# Warning Lines, with or without safety monitor



## zburger (Aug 30, 2012)

Need info safety guys...

With warning lines, I know the OSHA requirements state that when a worker is performing roofing work outside the lines that they must be protected by another form of fall protection which in our case is a safety monitor. 
However, what if we have all workers within the lines? Is there a distance that if we have only two workers up there lets say, working in a centralized area on the flat roof top, that they would still need a safety monitor with them?

Just trying to figure out if a crew of two guys (who are currently bypassing all of that by simply tying off) if they had warning lines set up around all sides of the roof, if they would only be permitted to use it with a safety monitor present.

Please share.


----------



## Grumpy (Oct 29, 2008)

That's an interesting question and I don't know the answer.

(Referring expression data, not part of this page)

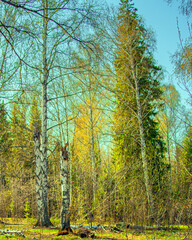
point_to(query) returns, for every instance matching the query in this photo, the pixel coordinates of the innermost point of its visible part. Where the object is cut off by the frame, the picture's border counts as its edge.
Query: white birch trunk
(93, 156)
(65, 198)
(38, 173)
(43, 216)
(143, 152)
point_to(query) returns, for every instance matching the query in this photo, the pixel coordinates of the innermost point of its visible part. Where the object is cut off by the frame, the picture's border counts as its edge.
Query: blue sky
(162, 19)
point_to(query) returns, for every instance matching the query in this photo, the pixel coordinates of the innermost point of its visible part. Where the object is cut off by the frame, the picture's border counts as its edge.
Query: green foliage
(12, 207)
(136, 71)
(27, 209)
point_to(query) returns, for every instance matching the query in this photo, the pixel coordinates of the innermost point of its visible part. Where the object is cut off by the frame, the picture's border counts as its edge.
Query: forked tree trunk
(65, 198)
(38, 173)
(41, 193)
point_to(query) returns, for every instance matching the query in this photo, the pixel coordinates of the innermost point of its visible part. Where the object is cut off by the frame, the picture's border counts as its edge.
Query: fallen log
(11, 232)
(143, 228)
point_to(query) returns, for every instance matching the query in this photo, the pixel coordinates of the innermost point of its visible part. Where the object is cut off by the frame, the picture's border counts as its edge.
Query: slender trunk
(65, 198)
(38, 173)
(93, 156)
(169, 159)
(43, 216)
(143, 152)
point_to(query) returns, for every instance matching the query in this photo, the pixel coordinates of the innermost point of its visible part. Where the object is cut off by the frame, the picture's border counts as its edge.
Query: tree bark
(65, 198)
(143, 151)
(43, 216)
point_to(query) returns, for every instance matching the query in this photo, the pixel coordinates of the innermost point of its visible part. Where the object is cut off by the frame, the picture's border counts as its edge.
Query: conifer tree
(138, 92)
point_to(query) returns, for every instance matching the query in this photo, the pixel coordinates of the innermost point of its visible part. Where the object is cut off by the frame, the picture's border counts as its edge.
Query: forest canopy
(87, 128)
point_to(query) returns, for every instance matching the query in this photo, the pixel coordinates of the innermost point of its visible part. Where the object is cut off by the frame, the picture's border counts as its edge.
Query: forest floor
(23, 229)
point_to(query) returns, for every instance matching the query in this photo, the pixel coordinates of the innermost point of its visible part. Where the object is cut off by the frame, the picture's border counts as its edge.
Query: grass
(26, 226)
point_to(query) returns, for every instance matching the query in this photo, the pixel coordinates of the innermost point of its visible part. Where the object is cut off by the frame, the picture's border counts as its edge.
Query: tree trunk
(43, 216)
(38, 173)
(143, 152)
(65, 198)
(93, 156)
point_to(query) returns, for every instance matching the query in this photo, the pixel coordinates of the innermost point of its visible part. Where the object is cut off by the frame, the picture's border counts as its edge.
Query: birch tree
(137, 92)
(42, 52)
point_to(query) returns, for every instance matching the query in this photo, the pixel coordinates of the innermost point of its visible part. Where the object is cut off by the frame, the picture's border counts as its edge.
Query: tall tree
(138, 91)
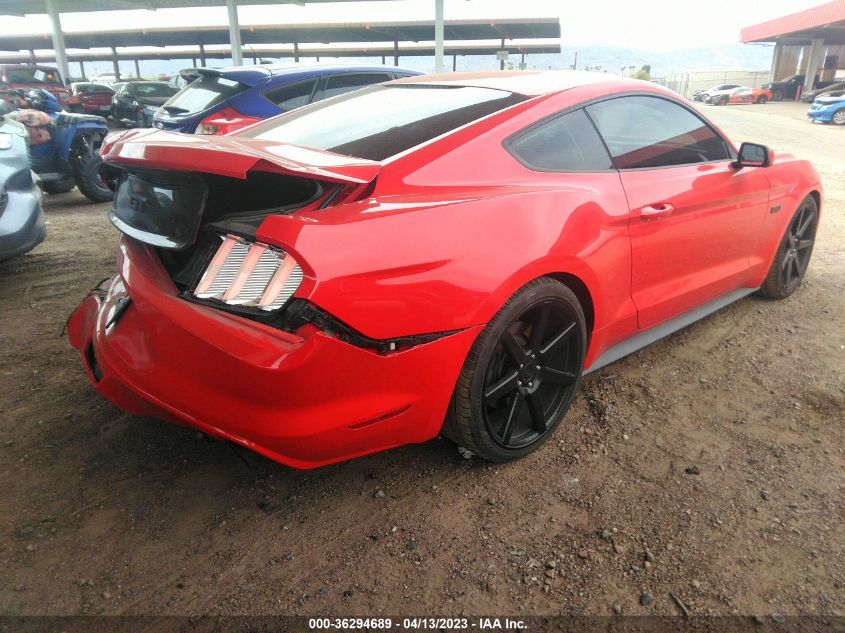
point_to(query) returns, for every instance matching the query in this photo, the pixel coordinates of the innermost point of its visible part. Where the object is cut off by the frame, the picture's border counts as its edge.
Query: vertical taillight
(249, 274)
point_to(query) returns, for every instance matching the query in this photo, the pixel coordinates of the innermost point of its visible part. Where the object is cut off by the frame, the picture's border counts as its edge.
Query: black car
(134, 102)
(811, 95)
(787, 88)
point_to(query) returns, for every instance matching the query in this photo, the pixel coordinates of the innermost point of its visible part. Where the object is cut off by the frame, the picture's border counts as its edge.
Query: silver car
(21, 217)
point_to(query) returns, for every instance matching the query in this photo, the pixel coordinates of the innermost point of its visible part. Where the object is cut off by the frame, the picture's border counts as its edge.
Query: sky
(656, 25)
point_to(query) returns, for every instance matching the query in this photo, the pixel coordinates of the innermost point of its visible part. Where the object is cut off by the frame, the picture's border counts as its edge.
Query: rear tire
(520, 375)
(89, 181)
(793, 255)
(58, 186)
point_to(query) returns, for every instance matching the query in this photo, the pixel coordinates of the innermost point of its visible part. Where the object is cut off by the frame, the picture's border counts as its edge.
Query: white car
(104, 78)
(705, 95)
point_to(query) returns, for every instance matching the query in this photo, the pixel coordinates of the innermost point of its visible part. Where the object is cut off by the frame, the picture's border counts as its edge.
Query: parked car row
(220, 101)
(725, 94)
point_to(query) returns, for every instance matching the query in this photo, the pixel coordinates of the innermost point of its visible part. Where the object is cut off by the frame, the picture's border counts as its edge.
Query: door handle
(655, 211)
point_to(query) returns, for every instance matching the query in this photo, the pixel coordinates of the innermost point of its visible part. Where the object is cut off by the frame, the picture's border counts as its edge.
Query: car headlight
(249, 274)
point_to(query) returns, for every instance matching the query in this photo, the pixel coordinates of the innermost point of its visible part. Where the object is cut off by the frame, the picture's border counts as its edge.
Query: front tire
(793, 255)
(89, 181)
(520, 375)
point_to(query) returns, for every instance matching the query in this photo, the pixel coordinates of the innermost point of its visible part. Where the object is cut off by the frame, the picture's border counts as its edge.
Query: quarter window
(292, 96)
(643, 132)
(566, 143)
(338, 84)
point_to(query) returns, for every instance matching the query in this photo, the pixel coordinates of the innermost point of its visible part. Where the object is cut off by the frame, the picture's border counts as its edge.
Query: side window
(566, 143)
(291, 96)
(338, 84)
(645, 132)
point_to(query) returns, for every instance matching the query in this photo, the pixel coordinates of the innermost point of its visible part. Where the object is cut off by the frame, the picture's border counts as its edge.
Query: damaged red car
(438, 254)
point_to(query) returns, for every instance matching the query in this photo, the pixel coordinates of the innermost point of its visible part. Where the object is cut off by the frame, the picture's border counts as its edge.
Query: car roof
(253, 75)
(530, 83)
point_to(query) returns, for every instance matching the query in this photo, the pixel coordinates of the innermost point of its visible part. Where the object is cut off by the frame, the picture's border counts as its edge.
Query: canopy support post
(114, 64)
(438, 36)
(235, 33)
(58, 39)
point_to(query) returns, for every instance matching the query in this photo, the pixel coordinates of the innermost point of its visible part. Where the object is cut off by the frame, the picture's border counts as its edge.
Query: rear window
(204, 93)
(291, 96)
(380, 121)
(340, 84)
(153, 90)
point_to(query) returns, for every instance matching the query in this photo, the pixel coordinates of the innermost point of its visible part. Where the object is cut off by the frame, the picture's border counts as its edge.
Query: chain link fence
(686, 84)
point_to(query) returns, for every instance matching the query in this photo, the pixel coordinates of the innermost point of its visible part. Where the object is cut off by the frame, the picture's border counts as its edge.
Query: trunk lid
(233, 156)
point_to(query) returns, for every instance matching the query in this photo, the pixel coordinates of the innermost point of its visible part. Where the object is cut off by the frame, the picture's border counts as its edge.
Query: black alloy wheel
(793, 256)
(531, 375)
(521, 374)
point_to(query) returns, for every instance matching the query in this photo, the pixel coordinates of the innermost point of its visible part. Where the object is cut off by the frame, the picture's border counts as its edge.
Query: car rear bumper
(304, 401)
(21, 222)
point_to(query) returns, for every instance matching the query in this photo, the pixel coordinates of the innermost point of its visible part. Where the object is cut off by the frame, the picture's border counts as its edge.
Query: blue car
(222, 100)
(829, 108)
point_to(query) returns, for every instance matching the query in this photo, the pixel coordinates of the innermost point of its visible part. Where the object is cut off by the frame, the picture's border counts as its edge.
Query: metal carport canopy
(54, 8)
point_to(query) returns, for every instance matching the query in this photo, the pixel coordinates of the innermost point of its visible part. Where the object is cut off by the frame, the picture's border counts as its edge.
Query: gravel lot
(709, 466)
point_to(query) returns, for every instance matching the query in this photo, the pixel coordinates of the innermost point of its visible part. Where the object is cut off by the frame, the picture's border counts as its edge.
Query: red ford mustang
(342, 279)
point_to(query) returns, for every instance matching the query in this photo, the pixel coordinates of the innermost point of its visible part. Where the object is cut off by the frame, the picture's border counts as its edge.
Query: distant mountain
(613, 59)
(608, 58)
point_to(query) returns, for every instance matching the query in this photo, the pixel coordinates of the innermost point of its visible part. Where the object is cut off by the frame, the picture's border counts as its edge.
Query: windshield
(92, 88)
(381, 121)
(32, 75)
(153, 90)
(205, 92)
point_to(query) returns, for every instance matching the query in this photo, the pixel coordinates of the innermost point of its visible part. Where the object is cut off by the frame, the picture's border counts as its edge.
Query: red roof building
(809, 43)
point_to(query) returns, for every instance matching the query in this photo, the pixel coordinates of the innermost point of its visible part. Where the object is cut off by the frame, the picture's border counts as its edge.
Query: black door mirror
(753, 155)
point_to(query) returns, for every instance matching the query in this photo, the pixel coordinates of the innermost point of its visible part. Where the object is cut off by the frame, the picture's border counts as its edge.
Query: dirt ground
(709, 466)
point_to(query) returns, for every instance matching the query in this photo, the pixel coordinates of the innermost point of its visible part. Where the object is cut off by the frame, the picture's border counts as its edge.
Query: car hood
(829, 100)
(231, 156)
(152, 100)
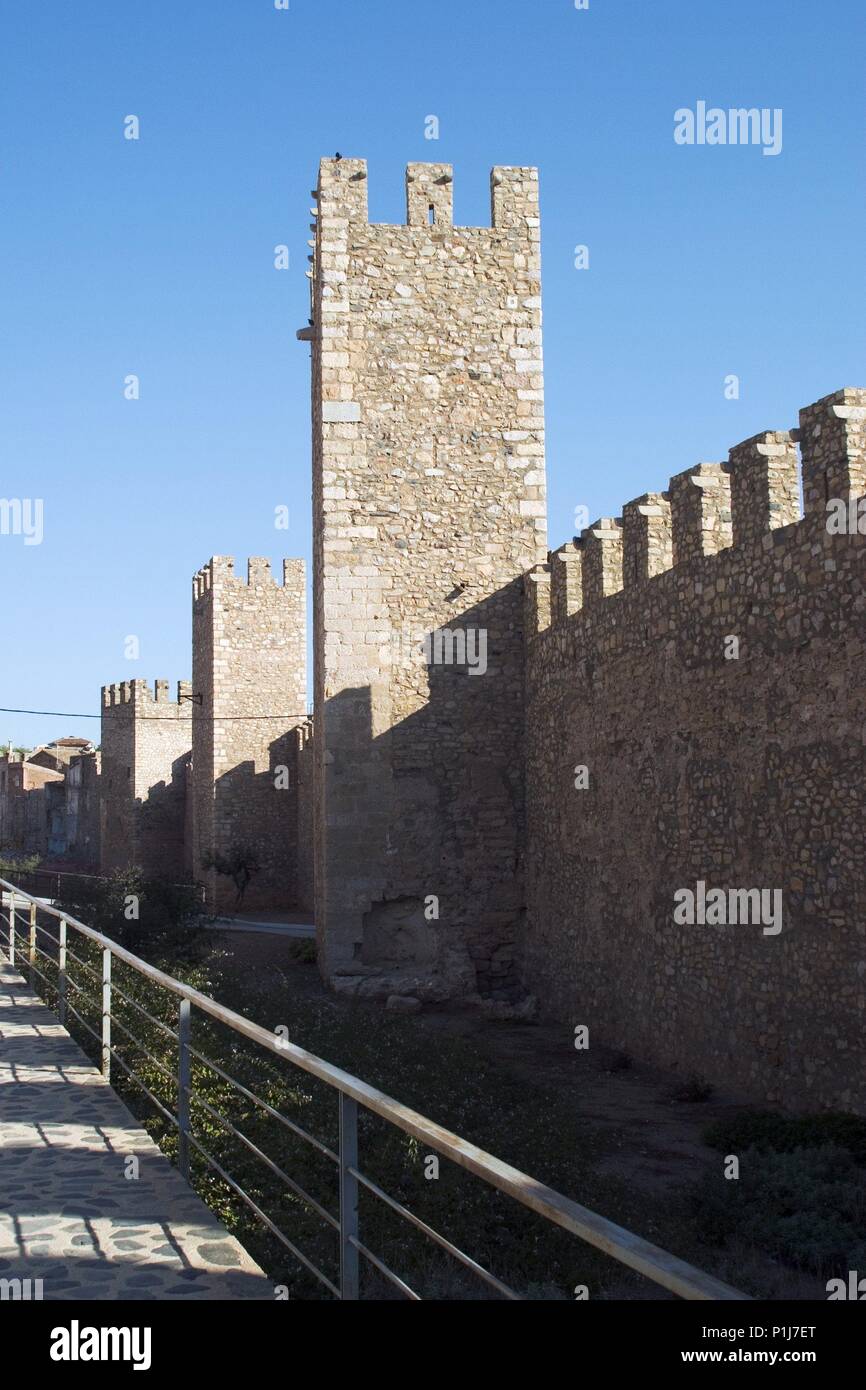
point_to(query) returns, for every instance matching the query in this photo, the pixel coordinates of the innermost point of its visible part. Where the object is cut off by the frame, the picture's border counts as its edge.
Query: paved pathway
(67, 1212)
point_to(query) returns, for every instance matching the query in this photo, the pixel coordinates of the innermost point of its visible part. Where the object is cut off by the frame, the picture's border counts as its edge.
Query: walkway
(68, 1212)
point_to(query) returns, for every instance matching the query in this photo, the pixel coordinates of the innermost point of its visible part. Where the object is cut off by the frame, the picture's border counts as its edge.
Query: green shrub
(806, 1208)
(692, 1090)
(776, 1133)
(143, 912)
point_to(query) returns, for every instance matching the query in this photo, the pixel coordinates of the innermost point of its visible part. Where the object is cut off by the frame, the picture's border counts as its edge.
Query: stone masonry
(737, 767)
(428, 505)
(249, 691)
(145, 741)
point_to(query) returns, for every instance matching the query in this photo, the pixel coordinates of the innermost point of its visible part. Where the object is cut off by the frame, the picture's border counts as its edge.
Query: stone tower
(249, 691)
(145, 755)
(428, 499)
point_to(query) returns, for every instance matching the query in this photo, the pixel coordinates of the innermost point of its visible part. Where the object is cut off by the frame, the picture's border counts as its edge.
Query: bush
(806, 1207)
(143, 912)
(769, 1132)
(691, 1091)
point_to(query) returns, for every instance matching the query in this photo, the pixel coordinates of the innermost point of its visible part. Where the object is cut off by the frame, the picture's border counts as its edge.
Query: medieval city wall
(145, 748)
(428, 505)
(249, 688)
(733, 770)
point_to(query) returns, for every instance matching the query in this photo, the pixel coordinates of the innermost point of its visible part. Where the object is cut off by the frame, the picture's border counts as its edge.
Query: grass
(742, 1232)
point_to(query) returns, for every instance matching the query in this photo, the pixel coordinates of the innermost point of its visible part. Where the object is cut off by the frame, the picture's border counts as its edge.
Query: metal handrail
(648, 1260)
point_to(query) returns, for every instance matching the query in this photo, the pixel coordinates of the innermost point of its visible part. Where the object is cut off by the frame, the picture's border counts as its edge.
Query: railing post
(348, 1197)
(32, 948)
(184, 1075)
(107, 1014)
(61, 972)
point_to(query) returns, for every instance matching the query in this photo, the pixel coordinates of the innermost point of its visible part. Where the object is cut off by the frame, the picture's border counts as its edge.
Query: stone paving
(68, 1214)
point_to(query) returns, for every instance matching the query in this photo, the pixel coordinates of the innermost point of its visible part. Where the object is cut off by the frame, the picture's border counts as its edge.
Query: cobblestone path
(68, 1214)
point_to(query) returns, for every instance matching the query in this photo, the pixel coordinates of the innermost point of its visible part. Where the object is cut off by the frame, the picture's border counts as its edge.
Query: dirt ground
(658, 1140)
(638, 1132)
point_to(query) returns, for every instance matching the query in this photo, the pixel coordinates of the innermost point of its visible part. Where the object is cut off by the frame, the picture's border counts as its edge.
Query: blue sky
(156, 257)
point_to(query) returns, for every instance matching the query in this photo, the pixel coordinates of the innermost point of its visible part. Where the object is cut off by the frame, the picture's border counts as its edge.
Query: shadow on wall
(421, 886)
(161, 820)
(259, 809)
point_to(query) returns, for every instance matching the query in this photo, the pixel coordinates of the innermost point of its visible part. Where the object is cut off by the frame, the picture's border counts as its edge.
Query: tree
(239, 863)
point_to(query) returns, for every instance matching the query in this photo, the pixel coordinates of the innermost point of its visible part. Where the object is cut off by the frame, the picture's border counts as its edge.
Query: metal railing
(50, 883)
(648, 1260)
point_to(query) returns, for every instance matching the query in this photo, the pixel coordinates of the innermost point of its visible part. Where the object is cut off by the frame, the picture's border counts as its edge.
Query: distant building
(49, 802)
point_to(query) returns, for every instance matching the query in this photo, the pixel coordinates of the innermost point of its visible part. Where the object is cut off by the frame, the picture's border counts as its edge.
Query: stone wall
(145, 748)
(249, 683)
(428, 502)
(705, 766)
(82, 811)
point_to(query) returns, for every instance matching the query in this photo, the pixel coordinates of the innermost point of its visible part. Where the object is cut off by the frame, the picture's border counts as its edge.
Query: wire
(210, 719)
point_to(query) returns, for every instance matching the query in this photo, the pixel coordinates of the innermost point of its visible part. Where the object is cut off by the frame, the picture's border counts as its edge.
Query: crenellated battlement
(341, 198)
(708, 510)
(138, 695)
(220, 573)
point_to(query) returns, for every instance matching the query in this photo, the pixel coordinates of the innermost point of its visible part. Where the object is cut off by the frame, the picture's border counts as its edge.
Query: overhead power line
(210, 719)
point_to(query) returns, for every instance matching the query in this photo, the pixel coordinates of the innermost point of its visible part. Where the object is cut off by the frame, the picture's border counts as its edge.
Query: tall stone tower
(249, 691)
(428, 499)
(145, 761)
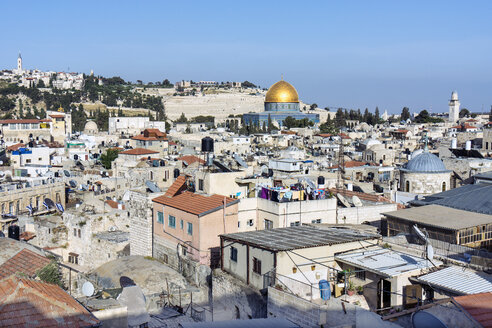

Let me rephrase so that I understand. You are saying if your two man crew ties off in lieu of safety lines, is a safety monitor needed? Let's say for conversation sake that they are working 100' from the roof edge. Am I correctly understanding your question?

The truth is I don't have the answer because damn it's hard to understand anything government related. I have called the local osha office when pricing a few jobs to ask them what safety they'd recommend for the given scenario, perhaps you could do the same. However my understanding of your question and of the osha rules, and I could be wrong, is that if they are tied off the safety lines aren't needed.


----------



## Interloc (Apr 6, 2009)

if your concerned..phone osha.


----------



## Safety_Guy (Dec 15, 2011)

I even got confused with your question. If you have flags erected 6 feet away from the edge on the roof on all 4 sides of the roof and the guys are working inside the flags then no safety monitor is needed. When they walk outside the flags and are now between the edge of the roof and the flags (inside the 6 foot area) then they need to be protected from a fall. (Safety Monitor / guardrails / Personal Fall Protection System). Also remember that the Safety Monitor has to be inside the flags, the safety monitor cannot be working AT ALL, cannot have a tool belt, or any tools in hand. A Safety Monitor cannot be a working person AT ALL. If you gonna have a team of 2 guys on a roof working all the time, put up flags and supply them with a safety monitor or equipt them with a horizontal fall protection system or a personal fall protection system or erect temporary guardrail systems along the edge. Also read up on proper chute set-up if you use chutes to dump debris off the roof. No where in OSHA does it say that there is a safe distance away from the edge without any fall protection. I know of cases where a flat roof operation was being performed 20 feet from the edge (middle of the roof) the employer had no flags, no safety monitor, no other form of fall protection and the employer was cited under 1926.501(b)(10). There is no wording in the standard that tells you that you can work 10,20,30 feet away and you are safe from falling. I know it's unliky that anyone will fall off the roof if they are working 20 feet away from the roofs edge, but that is the way the standard is written. It's ultimately up to the OSHA inspector to determine if he will stop or not on such work site.


----------